Against the backdrop of this kind of world, we seek solutions. James gives them, but it is helpful to understand the rhythm of book. While we have five chapters, these are likely fewer sections. Consider the following outline which between an introduction and conclusion identifies three admonition-application sections. (The number-letter combinations represent chapters, e.g. 1A is the first part of chapter one, 1B the second part.)
I. Faith when stretched doesn't break, but produces genuine stability.
This it does as we Learn to Listen to God, 1:16-27
II. Faith when pressed doesn't fail, but produces genuine love.
This is does as we practice faith, overcoming indifference and mere mental exercises with obedience
III. Faith when expressed doesn't explode, but produces genuine control and humility.
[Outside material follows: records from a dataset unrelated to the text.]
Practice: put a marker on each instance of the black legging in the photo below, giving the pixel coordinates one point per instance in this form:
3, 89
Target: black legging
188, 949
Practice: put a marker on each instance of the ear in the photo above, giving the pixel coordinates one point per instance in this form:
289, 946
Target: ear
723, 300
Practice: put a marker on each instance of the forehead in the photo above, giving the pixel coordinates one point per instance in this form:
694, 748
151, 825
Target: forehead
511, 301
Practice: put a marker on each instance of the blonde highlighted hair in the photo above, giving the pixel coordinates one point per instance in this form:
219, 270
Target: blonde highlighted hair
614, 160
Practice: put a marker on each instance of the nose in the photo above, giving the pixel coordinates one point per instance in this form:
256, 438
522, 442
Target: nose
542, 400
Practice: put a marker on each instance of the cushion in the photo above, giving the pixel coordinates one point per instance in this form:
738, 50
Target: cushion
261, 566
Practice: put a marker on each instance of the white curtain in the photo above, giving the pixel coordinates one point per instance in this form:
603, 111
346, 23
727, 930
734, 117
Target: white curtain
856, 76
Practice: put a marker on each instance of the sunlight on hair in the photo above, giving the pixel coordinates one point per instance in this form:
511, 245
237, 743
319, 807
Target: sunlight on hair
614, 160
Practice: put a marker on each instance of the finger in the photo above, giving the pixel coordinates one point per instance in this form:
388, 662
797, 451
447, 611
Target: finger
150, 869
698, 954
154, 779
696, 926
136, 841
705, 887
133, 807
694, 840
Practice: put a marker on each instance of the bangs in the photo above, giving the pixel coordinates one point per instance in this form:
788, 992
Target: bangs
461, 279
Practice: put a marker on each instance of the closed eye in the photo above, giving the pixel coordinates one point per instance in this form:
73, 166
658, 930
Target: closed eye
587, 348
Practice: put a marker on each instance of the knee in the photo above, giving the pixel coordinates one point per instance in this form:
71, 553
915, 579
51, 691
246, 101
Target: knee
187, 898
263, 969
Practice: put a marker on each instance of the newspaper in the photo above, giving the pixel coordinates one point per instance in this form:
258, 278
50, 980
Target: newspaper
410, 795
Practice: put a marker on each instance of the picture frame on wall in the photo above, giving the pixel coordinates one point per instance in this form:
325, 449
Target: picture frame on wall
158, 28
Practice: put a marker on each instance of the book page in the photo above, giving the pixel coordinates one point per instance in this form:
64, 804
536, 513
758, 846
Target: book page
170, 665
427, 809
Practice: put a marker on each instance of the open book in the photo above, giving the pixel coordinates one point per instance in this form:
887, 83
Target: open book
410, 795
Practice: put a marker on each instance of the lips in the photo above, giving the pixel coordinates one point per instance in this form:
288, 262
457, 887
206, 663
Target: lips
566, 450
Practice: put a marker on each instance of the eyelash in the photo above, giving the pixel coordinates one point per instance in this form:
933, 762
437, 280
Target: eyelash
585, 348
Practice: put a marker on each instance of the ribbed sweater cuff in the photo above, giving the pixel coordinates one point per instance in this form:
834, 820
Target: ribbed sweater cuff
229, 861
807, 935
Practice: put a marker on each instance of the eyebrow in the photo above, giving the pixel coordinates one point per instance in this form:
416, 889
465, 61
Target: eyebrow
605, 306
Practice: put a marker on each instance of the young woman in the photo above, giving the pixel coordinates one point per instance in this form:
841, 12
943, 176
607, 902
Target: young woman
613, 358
This it does as we seek God's wisdom.
In midst of trials how shall we respond? With faith. Because faith when it is distressed does not panic, but produces genuine patience. We may find trials in materials things, in sickness, in sin, in deprivation, in worldliness, and even in the correction lovingly extended by others.
Faith allows us to be patient, persevere, despite suffering, look to God, who is the only ultimate source of substance, stability.
I am reminded of 2 Cor. 4:7ff. Power is from God. So we are pressed but not crushed; perplexed but not despairing; persecuted but not deserted by God; knocked down but not destroyed. Knowing this we do not lose heart.
We listen, obey, with wisdom from God. Depend upon God, come to him, depend on him for strength when life and sin overwhelms, depend on him for salvation when we cannot find it ourselves, depend on him for renewal when your will alone cannot restore the God relationship, depend on him for power for living despite the problems. This is stability in a shaky world, something solid in a shadowy world. Lean on him, the everlasting arms.